We carried out similar calculations to have an idea about the sub-block sizes that we want to have within the blocks that fit L3. After we got the code running, we played with different block sizes and converged to the values that works the best by pure experimentation.

Blocking without the copy optimization relies only on the temporal locality only. If we work on the same block for a long time hopefully all the values will be copied to the cache at the first time we reach to them and stay there for the entire calculation of the block. This did not work as expected and we observed that we need to copy the matrix changing the memory layout and putting the entries that we reach consecutively close to one another in the memory. This way we use the spatial locality also.

Our final version has 3 level blocking. We define compile time constants L3, L2 and L1 and they correspond the block sizes (the smallest block is L1×L1). We calculate each block of C as a dot product expressed by  $C_{ij} = \sum_k A_{ik} B_{kj}$ . As we walk on A row by row and on B column by column, we have different layouts for them in the memory. The blocks of A are stored in row major order and B is in column major order. C also has row major blocks. The inner most blocks, L1×L1 blocks, are padded with zeros to make sure that they are square matrices and they both are row major as the kernel we use works fastest with the matrices that have the same layout. We ended up choosing 480, 120 and 12 for the block sizes.

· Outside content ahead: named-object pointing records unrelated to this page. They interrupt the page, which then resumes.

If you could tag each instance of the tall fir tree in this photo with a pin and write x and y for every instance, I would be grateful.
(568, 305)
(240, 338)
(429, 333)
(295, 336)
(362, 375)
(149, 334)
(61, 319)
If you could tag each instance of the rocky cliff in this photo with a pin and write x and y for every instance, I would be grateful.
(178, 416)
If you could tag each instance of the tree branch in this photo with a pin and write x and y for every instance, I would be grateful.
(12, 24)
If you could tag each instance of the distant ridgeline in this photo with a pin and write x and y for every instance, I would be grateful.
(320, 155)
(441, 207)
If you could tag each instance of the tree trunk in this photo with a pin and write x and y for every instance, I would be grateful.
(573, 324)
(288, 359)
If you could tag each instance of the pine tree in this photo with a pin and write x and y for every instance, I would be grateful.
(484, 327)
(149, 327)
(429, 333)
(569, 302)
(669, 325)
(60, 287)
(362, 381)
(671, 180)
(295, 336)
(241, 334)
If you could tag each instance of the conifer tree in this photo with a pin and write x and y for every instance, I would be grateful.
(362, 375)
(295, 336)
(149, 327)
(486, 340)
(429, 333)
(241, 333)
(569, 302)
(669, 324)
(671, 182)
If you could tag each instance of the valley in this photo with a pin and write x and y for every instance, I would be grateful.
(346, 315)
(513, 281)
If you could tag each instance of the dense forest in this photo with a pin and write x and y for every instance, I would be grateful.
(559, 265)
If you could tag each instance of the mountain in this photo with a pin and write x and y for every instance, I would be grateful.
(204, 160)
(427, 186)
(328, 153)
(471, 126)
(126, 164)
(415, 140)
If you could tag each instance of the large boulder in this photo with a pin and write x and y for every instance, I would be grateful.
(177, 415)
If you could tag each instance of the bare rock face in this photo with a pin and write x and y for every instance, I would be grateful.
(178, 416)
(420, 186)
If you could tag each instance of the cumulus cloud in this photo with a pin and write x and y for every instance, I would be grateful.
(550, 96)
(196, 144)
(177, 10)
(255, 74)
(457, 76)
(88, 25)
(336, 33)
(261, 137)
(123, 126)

#### **Section 4) Compilation Flags**

The assignment supplement, *serial-tuning.pdf*, suggested using a combination of compiler flags to further optimize performance of matrix multiplication. At this point in the project, we already determined algorithmic schemes to take advantage of the cluster architecture in our C files. The compiler reads the C files and transforms the commands to series of simpler instructions the machine can run.

With the Intel hardware, we referenced a document on their website to compare different compiler options (URL <a href="https://software.intel.com/en-us/articles/step-by-step-optimizing-with-intel-c-compiler">https://software.intel.com/en-us/articles/step-by-step-optimizing-with-intel-c-compiler</a>). The effects of each flag varied from general optimization (-O1, -O2, -O3), to arithmetic approximation (-no-prec-div, doesn't apply to this project), and processor specific optimization (-xCORE\_AVX2). We found the most success using flag -O3. The -O3 flag is the most aggressive version of general optimization. We expected an increase in performance with -xCORE\_AVX2 because it specifies our code to run SSE/AVX instruction sets best suited for the Intel Xeon E3 v3 processor family, but the boost was not significant.

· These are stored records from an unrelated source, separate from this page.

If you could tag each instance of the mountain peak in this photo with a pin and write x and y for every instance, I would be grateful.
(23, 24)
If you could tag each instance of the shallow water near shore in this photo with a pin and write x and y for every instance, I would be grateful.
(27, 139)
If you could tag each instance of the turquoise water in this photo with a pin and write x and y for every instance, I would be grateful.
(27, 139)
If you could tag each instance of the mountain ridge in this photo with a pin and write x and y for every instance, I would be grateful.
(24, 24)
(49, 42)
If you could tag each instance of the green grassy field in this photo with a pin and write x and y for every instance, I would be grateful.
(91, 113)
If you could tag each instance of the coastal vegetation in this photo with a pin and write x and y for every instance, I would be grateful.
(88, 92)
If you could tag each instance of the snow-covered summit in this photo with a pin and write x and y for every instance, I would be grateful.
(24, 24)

Other flags which had no impact or made performance worse included –ipo (interprocedural optimization), -funroll-loops, and –ftree-vectorize. The –O3 flag we use may already capture some of these effects, showing no improvement.

There was an additional flag -prof-gen, which stands for Profile Guided Optimization. This involves instrumenting the program, running it, and then re-compiling it. We were unable to try this option because jobs are sent to the cluster and we cannot run AVX commands on the local machine. It would be worth a shot to attempt this in another setting because after running it the first time, a file is generated which contains usage information such as most commonly used methods and structures. With this information of program usage, the second compile can give higher optimization priority to specific chunks of code.

#### 5) Conclusion

Following are the results shown for 1526 by 1526 Matrix.

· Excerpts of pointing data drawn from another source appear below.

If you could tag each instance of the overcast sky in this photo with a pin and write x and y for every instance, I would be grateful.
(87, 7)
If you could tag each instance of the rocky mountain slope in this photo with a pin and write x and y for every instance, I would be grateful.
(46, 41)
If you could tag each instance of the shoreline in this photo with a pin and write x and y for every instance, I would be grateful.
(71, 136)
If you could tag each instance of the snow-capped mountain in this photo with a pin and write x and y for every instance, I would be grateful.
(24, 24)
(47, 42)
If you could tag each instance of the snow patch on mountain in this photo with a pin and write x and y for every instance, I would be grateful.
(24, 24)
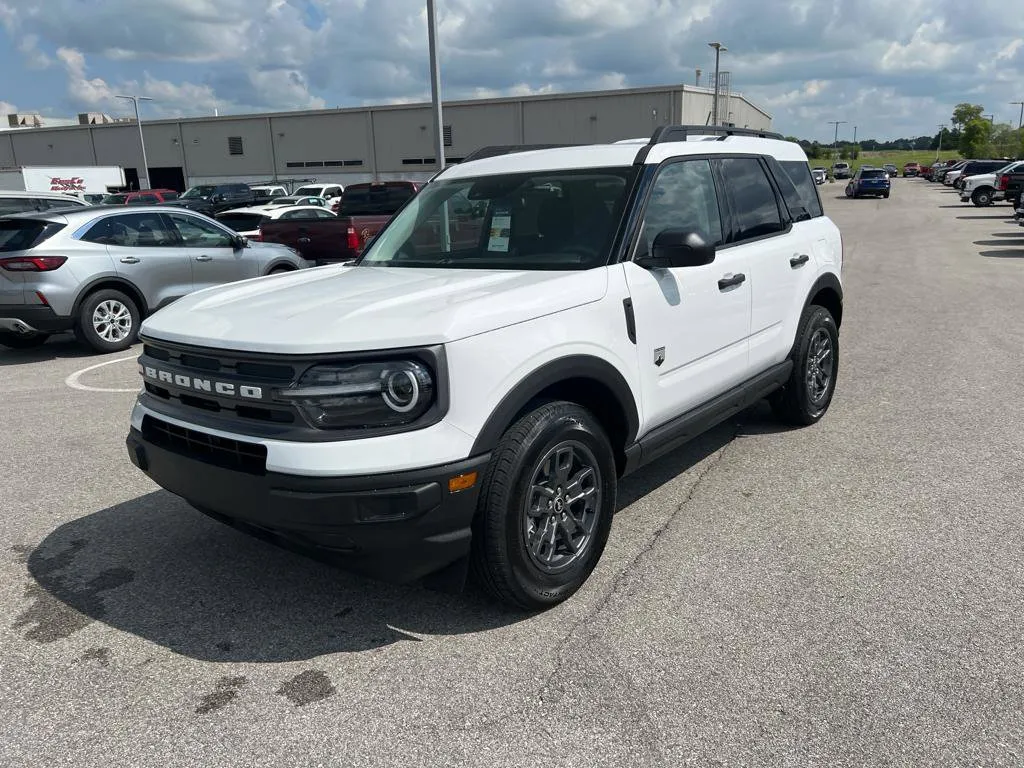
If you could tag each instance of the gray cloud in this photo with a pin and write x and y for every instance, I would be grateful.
(891, 68)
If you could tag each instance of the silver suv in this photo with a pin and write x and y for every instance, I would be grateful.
(99, 270)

| Type of Optimization                     | Performance Enhancement Factor |
|------------------------------------------|--------------------------------|
| Basic (ijk)                              | 1.0                            |
| Basic (jki)                              | 2.4                            |
| AVX Vectorization                        | 8.3                            |
| AVX Vectorization combined with Blocking | 14.1                           |

# **Figures**



Figure 1: Speed comparison between ijk ordering (basic code) and jki ordering.



Figure 2: Speed comparison between basic, blas and AVX vectorized code.



Figure 3: Speed comparison between basic, blas, AVX vectorized code and AVX code combined with blocking.